PETERBOROUGH — A container of olive oil, a can of Italian tomatoes and a couple of bottles of mineral water in the window of a vacant School Street business offer passersby a clue. A new Italian restaurant will soon be opening up in the restaurant space next to the Community Theater.
Jerry Willis, former owner of the Powder Mill Pond and Red Maples restaurants in Bennington, says his “rustic Italian” establishment, to be called Marzano’s Trattoria, will open for business this fall, some time in the next six to 12 weeks.
“It will depend on how the bureaucracy grinds on,” Willis said Tuesday. “I’m working on getting the food service license, liquor license, state permits. And I’m cleaning up the kitchen.”
The School Street space has housed a number of restaurants over the years, most recently the Old Theater Restaurant, which closed in August after less than a year in business. Willis said the front of the restaurant is in good shape and won’t be changed much. “I may bring in some pictures from our trip to Italy,” he said. But the kitchen could use some updating, including a new stove with plenty of gas burners for sauté work, and a thorough cleaning.
Willis will be the chef as well as the restaurant’s owner. He chose the name Marzano’s in tribute to the popular Italian variety of plum tomatoes.
Willis said the restaurant will offer his interpretation of Italian cooking, which he describes as “getting back to the ‘Mama’ school of cooking.”
“I blame Mario Batali,” he said, referring to the popular television chef and cookbook author. “His concept of simple, rustic food appealed to me. I’ve been working on this idea for five years now.”
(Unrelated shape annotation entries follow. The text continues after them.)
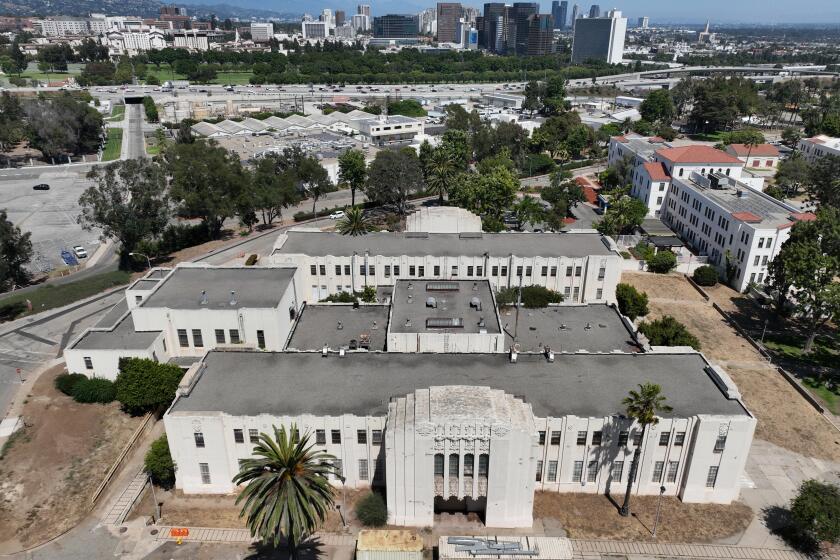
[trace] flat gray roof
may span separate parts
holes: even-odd
[[[516,310],[501,309],[506,337],[513,344]],[[589,327],[589,328],[587,328]],[[558,305],[545,309],[520,309],[516,342],[522,352],[638,352],[633,334],[618,312],[606,304]]]
[[[586,257],[612,255],[599,233],[391,233],[360,237],[336,232],[289,231],[275,253],[351,256],[353,253],[397,257],[481,256]]]
[[[370,350],[384,350],[387,332],[387,305],[362,304],[356,309],[351,303],[307,305],[286,348],[321,350],[326,344],[330,350],[337,351],[347,348],[351,340],[358,341],[366,333],[370,337]]]
[[[147,297],[143,307],[170,309],[237,309],[243,307],[276,307],[286,291],[294,268],[205,268],[179,266],[167,276],[157,290]],[[207,293],[202,304],[201,292]],[[230,305],[231,290],[236,292],[236,305]]]
[[[160,335],[160,331],[134,330],[131,313],[127,314],[113,330],[87,331],[73,346],[76,350],[146,350]]]
[[[430,298],[437,307],[431,306]],[[473,306],[473,298],[477,298],[481,309]],[[502,332],[487,280],[399,280],[394,286],[391,308],[390,331],[395,333],[478,333],[482,329],[488,334]],[[461,326],[443,326],[450,319],[460,321]]]
[[[623,413],[622,399],[640,383],[658,383],[674,411],[747,414],[706,373],[700,354],[564,354],[553,363],[538,355],[506,354],[219,352],[172,413],[225,412],[234,416],[315,414],[383,416],[392,397],[431,386],[475,385],[504,390],[531,403],[539,417],[602,417]]]

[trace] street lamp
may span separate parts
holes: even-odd
[[[146,264],[148,265],[149,268],[152,268],[152,261],[151,261],[151,259],[149,259],[149,255],[144,255],[143,253],[129,253],[128,256],[129,257],[145,257]]]
[[[662,495],[665,493],[665,487],[659,487],[659,501],[656,503],[656,519],[653,520],[653,538],[656,538],[656,526],[659,525],[659,511],[662,509]]]

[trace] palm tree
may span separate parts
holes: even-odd
[[[376,226],[371,223],[370,219],[365,216],[362,209],[358,206],[353,206],[347,210],[344,218],[338,221],[335,225],[336,229],[342,235],[364,235],[376,229]]]
[[[429,190],[438,195],[438,201],[443,204],[443,195],[449,190],[449,186],[458,174],[455,160],[449,150],[437,148],[429,158],[429,166],[426,175],[426,186]]]
[[[292,558],[333,507],[327,475],[336,473],[335,457],[314,450],[309,438],[308,432],[298,437],[294,424],[289,432],[274,426],[274,438],[261,433],[256,458],[243,459],[233,477],[246,484],[236,503],[244,502],[239,516],[247,516],[251,534],[274,547],[285,537]]]
[[[620,513],[624,517],[630,515],[630,492],[633,489],[633,480],[636,478],[636,471],[639,468],[639,456],[642,454],[642,445],[645,441],[645,431],[648,426],[656,426],[659,418],[657,412],[671,412],[670,406],[665,404],[665,396],[662,395],[662,388],[655,383],[639,385],[638,391],[630,391],[621,403],[627,407],[627,416],[642,426],[642,437],[639,438],[639,445],[633,452],[633,462],[630,464],[630,476],[627,478],[627,492],[624,494],[624,504]]]

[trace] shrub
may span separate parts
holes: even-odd
[[[116,394],[114,382],[101,377],[85,377],[73,386],[73,400],[81,403],[106,404],[113,401]]]
[[[152,476],[152,482],[158,486],[168,489],[175,485],[175,463],[169,453],[166,434],[152,442],[143,465],[146,472]]]
[[[659,251],[648,263],[648,270],[657,274],[668,274],[677,266],[677,255],[671,251]]]
[[[55,378],[55,388],[72,397],[73,388],[83,379],[87,379],[87,376],[81,373],[63,373]]]
[[[695,269],[691,277],[699,286],[714,286],[718,282],[717,270],[707,264]]]
[[[631,321],[648,314],[647,294],[639,292],[630,284],[616,286],[615,299],[618,300],[618,310]]]
[[[518,299],[519,288],[506,288],[500,290],[496,296],[499,305],[512,305]],[[522,306],[528,309],[540,309],[548,307],[549,303],[560,303],[563,301],[563,294],[549,290],[543,286],[524,286],[522,288]]]
[[[356,517],[365,527],[381,527],[388,521],[388,508],[382,496],[371,492],[356,502]]]
[[[143,358],[123,358],[115,383],[117,400],[131,414],[168,406],[184,372],[176,365]]]
[[[642,323],[639,325],[639,332],[647,337],[651,346],[691,346],[700,350],[697,337],[670,315],[650,323]]]

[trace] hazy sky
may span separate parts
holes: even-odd
[[[496,0],[503,1],[503,0]],[[514,0],[507,0],[512,3]],[[204,0],[190,3],[212,4]],[[375,15],[408,13],[435,5],[434,0],[220,0],[232,5],[259,7],[280,12],[320,12],[323,8],[355,13],[356,4],[366,3]],[[464,5],[480,7],[483,0],[462,0]],[[575,0],[569,0],[569,10]],[[578,1],[589,11],[592,0]],[[651,22],[752,22],[752,23],[831,23],[840,25],[840,0],[598,0],[602,10],[618,8],[630,17],[649,16]],[[551,1],[542,1],[543,13]]]

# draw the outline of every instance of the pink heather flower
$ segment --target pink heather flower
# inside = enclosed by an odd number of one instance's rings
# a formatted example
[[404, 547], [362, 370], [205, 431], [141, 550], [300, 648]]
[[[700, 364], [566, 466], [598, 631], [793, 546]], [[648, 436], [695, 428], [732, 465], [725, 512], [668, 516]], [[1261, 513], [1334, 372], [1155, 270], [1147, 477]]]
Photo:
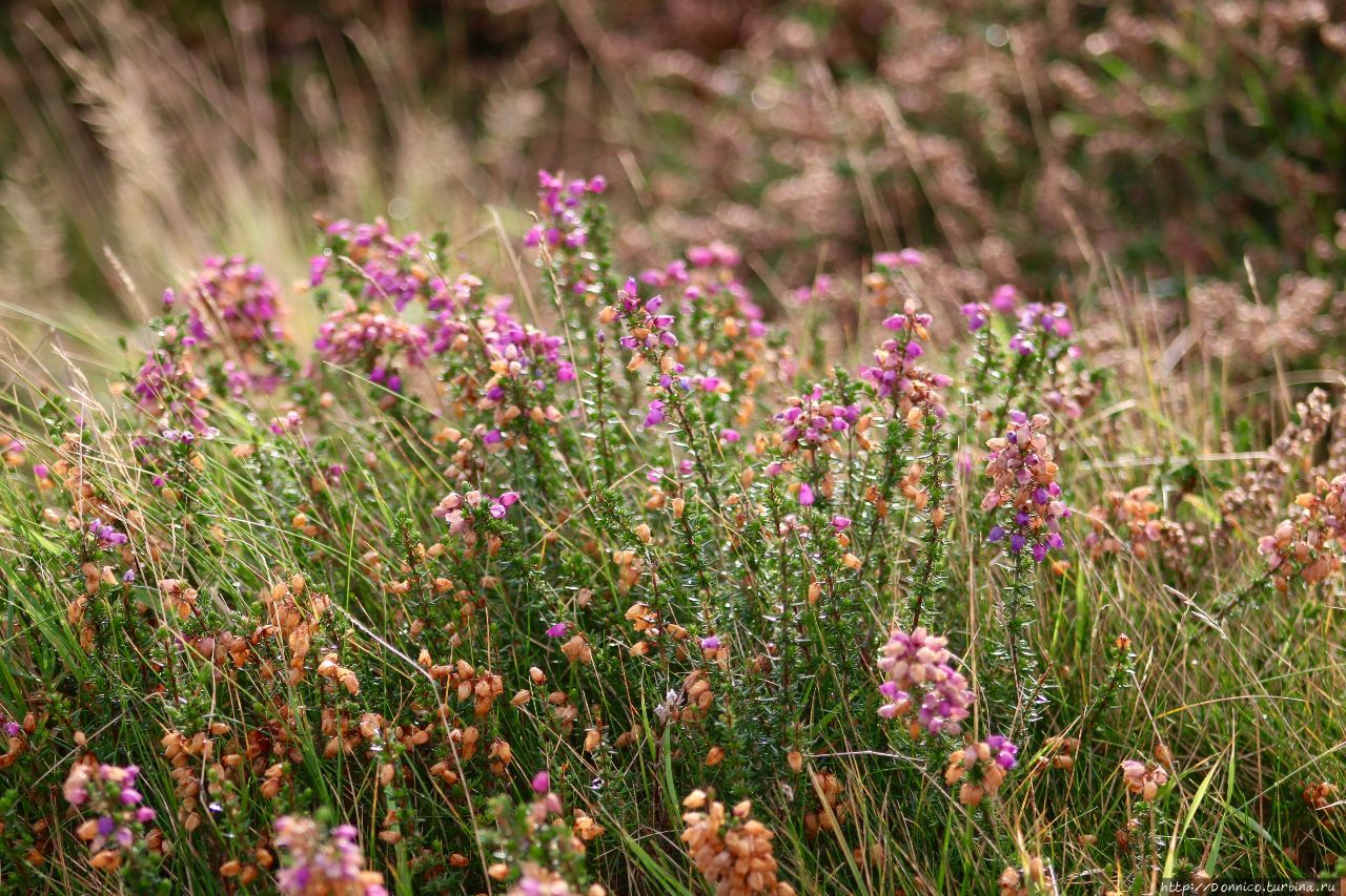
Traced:
[[287, 866], [276, 873], [276, 887], [287, 896], [386, 896], [384, 876], [365, 870], [357, 835], [351, 825], [324, 831], [312, 818], [277, 818], [276, 845], [284, 850]]
[[1127, 786], [1127, 790], [1137, 794], [1143, 802], [1148, 803], [1168, 780], [1168, 772], [1155, 763], [1128, 759], [1121, 763], [1121, 780]]
[[949, 756], [944, 779], [950, 784], [962, 782], [958, 802], [979, 806], [983, 799], [1000, 790], [1007, 772], [1018, 764], [1018, 753], [1019, 748], [1005, 737], [989, 735], [983, 741], [956, 749]]
[[876, 268], [915, 268], [925, 261], [925, 254], [918, 249], [903, 249], [902, 252], [880, 252], [874, 257]]
[[1053, 361], [1063, 354], [1073, 357], [1078, 350], [1063, 343], [1073, 332], [1074, 327], [1062, 303], [1032, 303], [1019, 312], [1018, 332], [1011, 336], [1010, 348], [1020, 355], [1031, 355], [1049, 346], [1047, 358]]
[[658, 426], [664, 422], [664, 402], [656, 398], [650, 402], [649, 410], [645, 414], [645, 428]]
[[972, 712], [973, 694], [953, 667], [948, 643], [925, 628], [911, 634], [894, 630], [879, 659], [886, 675], [879, 693], [888, 701], [879, 708], [879, 716], [894, 718], [917, 709], [918, 724], [931, 735], [958, 733]]
[[991, 319], [991, 309], [983, 301], [969, 301], [958, 312], [968, 319], [968, 332], [977, 332]]
[[[514, 496], [506, 503], [505, 498], [510, 495]], [[478, 541], [472, 514], [478, 513], [478, 509], [485, 506], [486, 513], [493, 519], [502, 519], [509, 511], [509, 505], [513, 505], [516, 500], [518, 500], [518, 495], [516, 492], [505, 492], [501, 495], [501, 499], [497, 500], [479, 491], [468, 491], [462, 495], [456, 491], [451, 491], [443, 500], [439, 502], [435, 510], [431, 511], [431, 515], [436, 519], [447, 522], [450, 534], [462, 537], [463, 541], [467, 542], [467, 546], [471, 548]]]
[[1010, 284], [996, 287], [996, 291], [991, 293], [991, 307], [1003, 315], [1012, 313], [1019, 307], [1019, 291]]
[[785, 409], [775, 414], [781, 452], [786, 456], [798, 451], [840, 453], [839, 439], [851, 432], [860, 417], [860, 405], [835, 404], [824, 398], [822, 386], [814, 386], [810, 393], [790, 398]]
[[917, 311], [909, 299], [902, 313], [892, 315], [883, 326], [896, 332], [874, 352], [874, 366], [860, 367], [860, 377], [874, 383], [880, 398], [888, 398], [894, 410], [909, 426], [918, 426], [923, 417], [945, 416], [940, 390], [952, 381], [917, 363], [930, 339], [930, 315]]
[[983, 510], [1001, 507], [1008, 513], [1004, 522], [991, 529], [989, 541], [1008, 535], [1010, 553], [1031, 546], [1038, 562], [1053, 548], [1063, 546], [1061, 521], [1070, 515], [1057, 483], [1049, 425], [1046, 414], [1030, 420], [1023, 412], [1010, 412], [1010, 431], [987, 443], [991, 490], [981, 500]]
[[1291, 517], [1257, 541], [1276, 588], [1289, 589], [1294, 578], [1306, 584], [1323, 581], [1342, 565], [1346, 549], [1346, 475], [1327, 482], [1318, 476], [1314, 491], [1300, 494]]

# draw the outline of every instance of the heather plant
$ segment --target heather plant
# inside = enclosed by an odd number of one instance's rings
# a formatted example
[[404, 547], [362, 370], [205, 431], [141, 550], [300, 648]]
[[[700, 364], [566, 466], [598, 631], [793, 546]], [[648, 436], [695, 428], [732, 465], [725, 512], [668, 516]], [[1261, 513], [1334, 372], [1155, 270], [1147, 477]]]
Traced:
[[319, 218], [292, 285], [172, 285], [106, 394], [11, 383], [7, 880], [1339, 872], [1339, 397], [1167, 441], [1193, 393], [1120, 391], [1069, 296], [907, 249], [779, 308], [727, 244], [623, 254], [610, 198], [542, 172], [503, 274]]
The menu is still a work in progress, he said, but in the end, the food will be Italian-American and reasonably priced.
“Nothing will be flown in from overseas,” Willis said.
Willis, who lives in Hancock with his wife, Janet, has been active in the restaurant business for more than 30 years. He took a two-year program at the Culinary Institute of America in Hyde Park, N.Y., in the 1970s. He also took some continuing education programs there in Italian cooking when he owned the Powder Mill Pond restaurant and more recently spent some time at the Italian Culinary Academy in Manhattan.
“I haven’t done Italian before,” he said. “I wanted to know what it was supposed to look like.”
He also learned a lot during a trip to Italy last year with his wife, his sister-in-law and his brother-in-law.
“They’re the true Sicilians in the family,” Willis said.
Willis ran the Powder Mill Pond restaurant, which was located in his grandmother’s family home on Route 202 in Bennington, for about 10 years in the 1980s and early ’90s. After closing that restaurant —”The recession just killed us,” he said — he took over the operation of the Red Maples restaurant in Bennington for several years.
After he sold Red Maples, Willis went to work for the Back Bay Restaurant Group, which operates a number of restaurants in the Boston area and around the country.
“For a while I was one of the chefs at one of their biggest restaurants,” Willis said. “Then the commute got to be too much, and I moved to Nashua to work in one of their restaurants as a sous chef.... But they’d still ship me to where they needed a little trouble shooting.”
He said he was doing quite a bit of supervision and is looking forward to running a smaller operation.
“I want to just cook; that’s what I know,” Willis said.
He said he was planning a trip to Miami to look at mobile kitchens, with the idea of possibly going into the catering business, when he got a call from Bruce Hunter, the owner of the School Street building, about the vacant restaurant space.
“Bruce asked if we’d be interested in the spot,” Willis said. “He’s been very helpful smoothing the way.”
Willis hasn’t hired a staff yet. He expects to employ about a dozen people.
The restaurant has a separate bar area, which Willis said will also be used for meals. He wants to focus on the restaurant side of the business, not the bar atmosphere.
“The TVs will be coming out,” he said.
Seating will continue to be available outside along School Street during the warmer months.
Willis said he’s looking forward to getting the kitchen set up the way he wants it and getting back to cooking.
“We’re coming soon,” he said, “to a theater near you.”
This article appears in the Oct. 20, 2011, issue of the Ledger-Transcript.